Il sapore della bevanda, il gusto del tabacco, la crescente linea d’ombra che guadagnava il cortile, erano stimoli sufficienti. Nella casa c’era un cane lupo, ormai vecchio. Villari fece amicizia con esso. Gli parlava in spagnolo, in italiano e con le poche parole che gli restavano del rustico dialetto dell’infanzia. Cercava di vivere nel puro presente, senza ricordi né previsioni; i primi gl’importavano meno delle ultime. Oscuramente, credette d’intuire che il passato è la sostanza di cui è fatto il tempo; perciò questo diviene subito passato.
La sua stanchezza, un giorno, fu simile alla felicità; in tali momenti non era molto più complesso del cane. Una sera, lo lasciò sgomento e tremante un’intima scarica di dolore in fondo alla bocca. L’orribile miracolo si ripete pochi minuti dopo, e di nuovo verso l’alba. Il giorno seguente, Villari fece chiamare una vettura che lo portò a un gabinetto dentistico del quartiere dell’Undici. Là gli strapparono il molare. In tale circostanza non fu più codardo né più animoso di altre persone.
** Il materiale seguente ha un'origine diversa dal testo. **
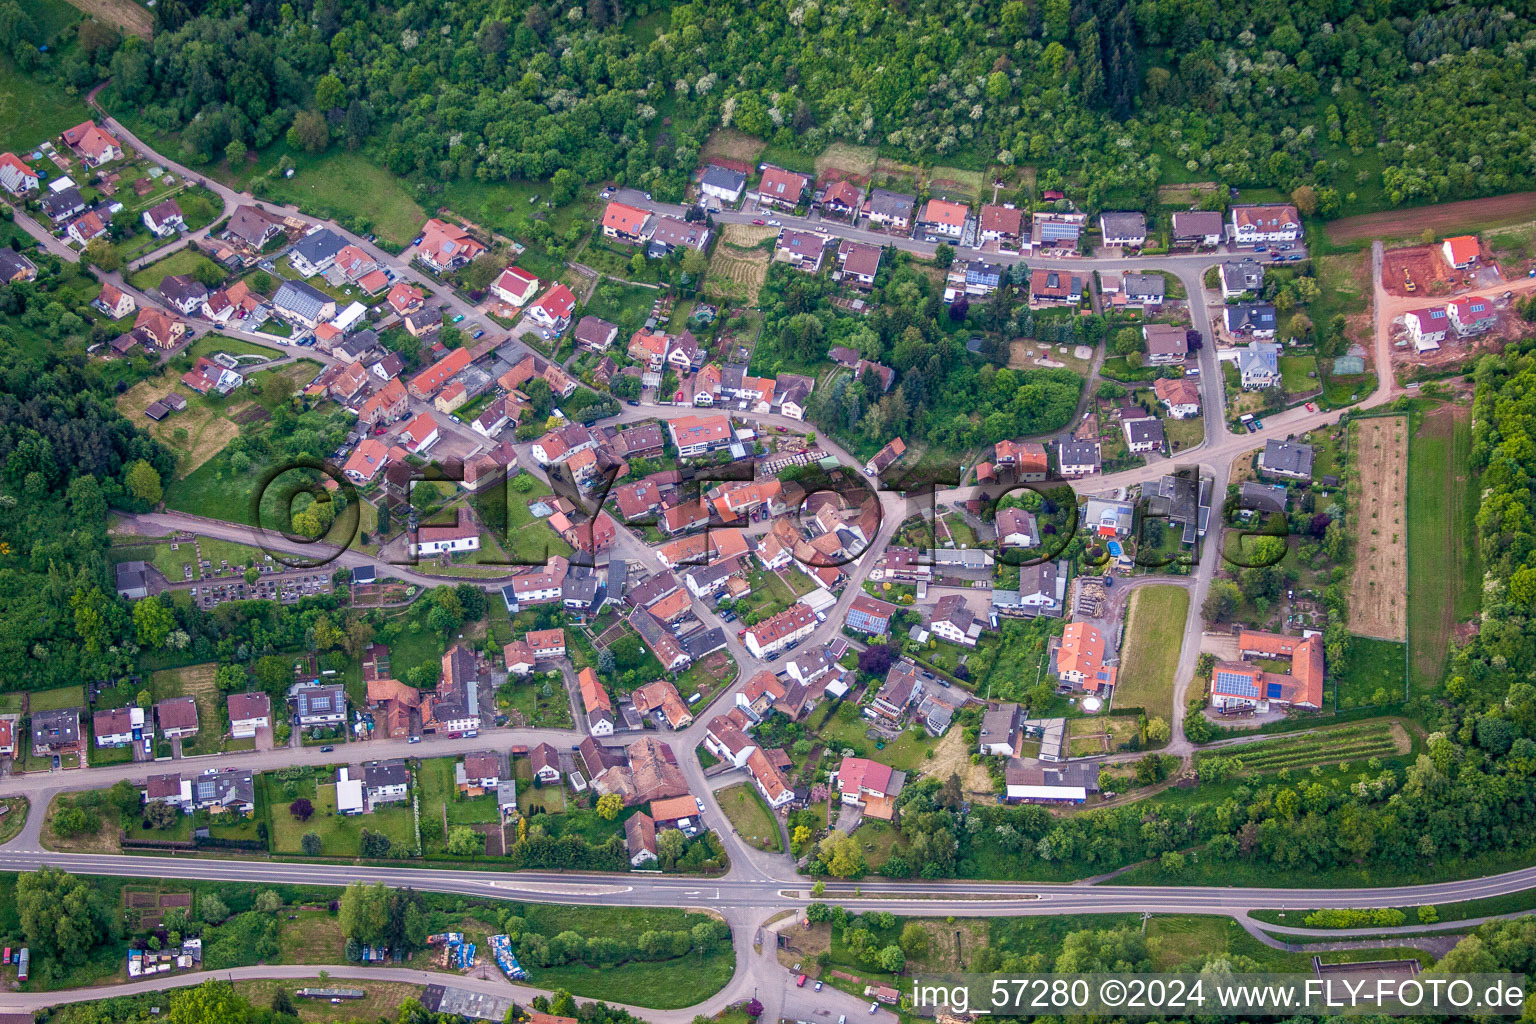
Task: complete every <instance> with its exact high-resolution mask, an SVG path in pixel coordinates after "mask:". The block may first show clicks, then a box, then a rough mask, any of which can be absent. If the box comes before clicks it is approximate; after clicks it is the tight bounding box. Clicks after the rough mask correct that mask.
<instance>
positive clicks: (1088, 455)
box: [1057, 438, 1101, 479]
mask: <svg viewBox="0 0 1536 1024" xmlns="http://www.w3.org/2000/svg"><path fill="white" fill-rule="evenodd" d="M1100 465H1101V459H1100V447H1098V442H1097V441H1075V439H1072V438H1063V439H1061V441H1060V442H1058V444H1057V471H1058V473H1061V476H1064V477H1068V479H1071V477H1075V476H1089V474H1092V473H1098V470H1100Z"/></svg>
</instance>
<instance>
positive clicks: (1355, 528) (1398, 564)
mask: <svg viewBox="0 0 1536 1024" xmlns="http://www.w3.org/2000/svg"><path fill="white" fill-rule="evenodd" d="M1350 431H1352V436H1350V439H1352V445H1350V450H1352V451H1353V457H1352V462H1353V467H1352V473H1350V488H1352V496H1353V499H1355V500H1353V502H1352V504H1358V511H1356V514H1355V524H1353V525H1355V545H1353V548H1355V550H1353V551H1352V554H1353V559H1355V571H1353V574H1352V583H1350V597H1349V628H1350V633H1355V634H1358V636H1364V637H1376V639H1379V640H1407V639H1409V637H1407V631H1409V620H1407V603H1409V600H1407V586H1409V577H1407V547H1409V531H1407V525H1405V517H1407V510H1405V507H1404V505H1405V496H1407V487H1409V418H1407V416H1373V418H1369V419H1358V421H1355V422H1353V424H1350Z"/></svg>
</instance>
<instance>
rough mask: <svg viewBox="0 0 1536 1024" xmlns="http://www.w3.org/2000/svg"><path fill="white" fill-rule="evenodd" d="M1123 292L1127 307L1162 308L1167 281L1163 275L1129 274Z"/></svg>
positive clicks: (1165, 291)
mask: <svg viewBox="0 0 1536 1024" xmlns="http://www.w3.org/2000/svg"><path fill="white" fill-rule="evenodd" d="M1121 290H1123V292H1124V296H1126V304H1127V306H1161V304H1163V298H1164V292H1166V290H1167V281H1164V279H1163V275H1161V273H1127V275H1126V276H1124V286H1123V289H1121Z"/></svg>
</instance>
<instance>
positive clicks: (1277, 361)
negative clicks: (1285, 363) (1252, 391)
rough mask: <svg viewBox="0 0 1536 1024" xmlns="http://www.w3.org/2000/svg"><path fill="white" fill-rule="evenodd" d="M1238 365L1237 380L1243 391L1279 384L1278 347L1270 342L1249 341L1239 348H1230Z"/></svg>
mask: <svg viewBox="0 0 1536 1024" xmlns="http://www.w3.org/2000/svg"><path fill="white" fill-rule="evenodd" d="M1229 352H1232V358H1233V359H1235V361H1236V364H1238V379H1240V381H1241V384H1243V387H1244V390H1249V391H1252V390H1253V388H1260V387H1275V385H1276V384H1279V345H1276V344H1275V342H1272V341H1250V342H1249V344H1246V345H1243V347H1241V348H1230V350H1229Z"/></svg>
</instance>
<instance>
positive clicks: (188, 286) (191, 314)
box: [160, 273, 207, 316]
mask: <svg viewBox="0 0 1536 1024" xmlns="http://www.w3.org/2000/svg"><path fill="white" fill-rule="evenodd" d="M160 296H161V298H164V299H166V302H169V304H170V306H174V307H175V309H177V310H178V312H180V313H183V315H184V316H190V315H192V313H194V312H195V310H198V309H201V306H203V301H204V299H207V289H206V287H204V286H203V282H201V281H198V279H197V278H194V276H192V275H190V273H172V275H167V276H164V278H161V279H160Z"/></svg>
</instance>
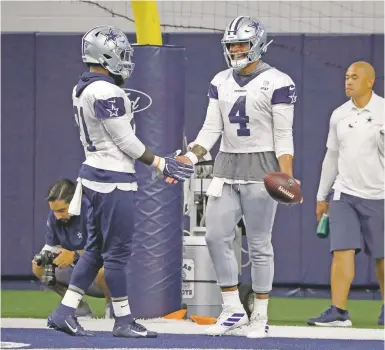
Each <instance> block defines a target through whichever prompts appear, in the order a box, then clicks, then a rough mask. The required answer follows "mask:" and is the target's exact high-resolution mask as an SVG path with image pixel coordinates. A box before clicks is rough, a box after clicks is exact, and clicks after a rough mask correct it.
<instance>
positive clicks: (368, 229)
mask: <svg viewBox="0 0 385 350" xmlns="http://www.w3.org/2000/svg"><path fill="white" fill-rule="evenodd" d="M329 225H330V251H331V252H333V251H336V250H348V249H353V250H355V251H356V253H359V252H360V251H361V250H362V248H364V251H365V253H366V254H367V255H370V256H372V257H374V258H383V257H384V200H383V199H380V200H372V199H363V198H359V197H355V196H351V195H348V194H345V193H341V197H340V199H338V200H336V199H332V200H331V201H330V208H329Z"/></svg>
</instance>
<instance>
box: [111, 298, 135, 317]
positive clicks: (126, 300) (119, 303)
mask: <svg viewBox="0 0 385 350" xmlns="http://www.w3.org/2000/svg"><path fill="white" fill-rule="evenodd" d="M112 307H113V308H114V314H115V316H116V317H123V316H127V315H129V314H131V309H130V304H129V303H128V298H127V299H124V300H121V299H119V301H114V300H112Z"/></svg>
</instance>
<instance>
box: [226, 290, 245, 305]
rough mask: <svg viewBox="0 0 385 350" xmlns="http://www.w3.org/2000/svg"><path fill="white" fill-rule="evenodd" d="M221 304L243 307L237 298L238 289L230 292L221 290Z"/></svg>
mask: <svg viewBox="0 0 385 350" xmlns="http://www.w3.org/2000/svg"><path fill="white" fill-rule="evenodd" d="M222 298H223V304H225V305H233V306H241V307H243V305H242V303H241V301H240V300H239V292H238V289H237V290H234V291H231V292H222Z"/></svg>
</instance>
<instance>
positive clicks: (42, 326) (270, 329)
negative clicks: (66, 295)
mask: <svg viewBox="0 0 385 350" xmlns="http://www.w3.org/2000/svg"><path fill="white" fill-rule="evenodd" d="M79 321H80V323H81V325H82V326H83V327H84V328H85V329H87V330H90V331H111V330H112V327H113V322H114V321H113V320H104V319H85V318H84V319H82V318H79ZM138 322H140V323H142V324H143V325H144V326H145V327H146V328H148V329H150V330H152V331H156V332H159V333H169V334H204V329H205V328H206V327H207V326H204V325H198V324H196V323H194V322H192V321H184V320H183V321H176V320H165V319H162V318H157V319H147V320H138ZM1 327H2V328H43V329H45V328H47V320H46V319H36V318H2V319H1ZM269 338H304V339H306V338H307V339H309V338H310V339H352V340H384V330H383V329H366V328H338V327H328V328H323V327H299V326H270V331H269Z"/></svg>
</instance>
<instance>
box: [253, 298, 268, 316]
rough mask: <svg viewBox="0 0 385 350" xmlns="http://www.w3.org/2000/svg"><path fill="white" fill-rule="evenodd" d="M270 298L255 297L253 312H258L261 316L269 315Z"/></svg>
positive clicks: (256, 312)
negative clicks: (264, 298)
mask: <svg viewBox="0 0 385 350" xmlns="http://www.w3.org/2000/svg"><path fill="white" fill-rule="evenodd" d="M268 304H269V299H256V298H255V299H254V307H253V314H257V315H258V316H261V317H267V305H268Z"/></svg>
Un’altra sera, tornando dal cinematografo, senti che lo urtavano. Con ira, con indignazione, con segreto sollievo, affrontò l’insolente. Gli sputò contro un’ingiuria volgare: l’altro, attonito, balbettò una scusa. Era un uomo alto, giovane, dai capelli neri, e l’accompagnava una donna di tipo tedesco; Viilari, quella sera, si ripete che non li conosceva. Lasciò passare, tuttavia, quattro o cinque giorni prima di uscire.
Tra i libri della scansia c’era una Divina Commedia, col vecchio commento di Andreoli. Spinto meno dalla curiosità che da un sentimento di dovere, Villari intraprese la lettura del poema; prima di mangiare leggeva un canto, e poi, in ordine rigoroso, le note. Non giudicò inverosimili o eccessive le pene infernali e non pensò che Dante l’avrebbe condannato all’ultimo girone, dove i denti di Ugolino rodono senza fine la nuca di Ruggieri.
I pavoni della carta paonazza sembravano destinati ad alimentare incubi tenaci, ma il signor Villari non sognò mai una pergola mostruosa fatta d’inestricabili uccelli vivi.
All’alba faceva un sogno di fondo uguale e circostanze variabili. Due uomini e Villari entravano armati di rivoltelle nella stanza o lo aggredivano all’uscita del cinematografo o erano, tutti e tre, lo sconosciuto che lo aveva urtato o l’aspettavano con aria triste nel cortile e sembravano non conoscerlo. Alla fine del sogni, egli estraeva la rivoltella dal cassetto del tavolino (ed effettivamente teneva lì la rivoltella) e la scaricava contro gli uomini. Il fragore dell’arma lo destava, ma non era che un sogno, e in un altro sogno l’aggressione si ripeteva ed egli doveva di nuovo ucciderli.
Una fosca mattina del mese di luglio, la presenza di gente sconosciuta (non il rumore della porta quando l’aprirono) lo svegliò. Alti nella penombra della stanza, stranamente semplificati dalla penombra (nei sogni della paura erano stati sempre più chiari), vigili, immobili e pazienti, gli occhi bassi come se li chinasse il peso delle armi, Alessandro Villari e uno sconosciuto l’avevano finalmente raggiunto. Con un cenno chiese loro di aspettare e si girò contro la parete, come per riprender sonno.
Lo fece per destare la pietà di coloro che lo uccidevano, o perché è meno duro sopportare un avvenimento spaventoso che immaginarlo e attenderlo senza fine, o - e forse è questa l’ipotesi più verosimile - perché gli assassini fossero un sogno, come lo erano stati tante altre volte, nello stesso luogo, alla stessa ora?
Stava in quella magia quando la scarica lo cancellò.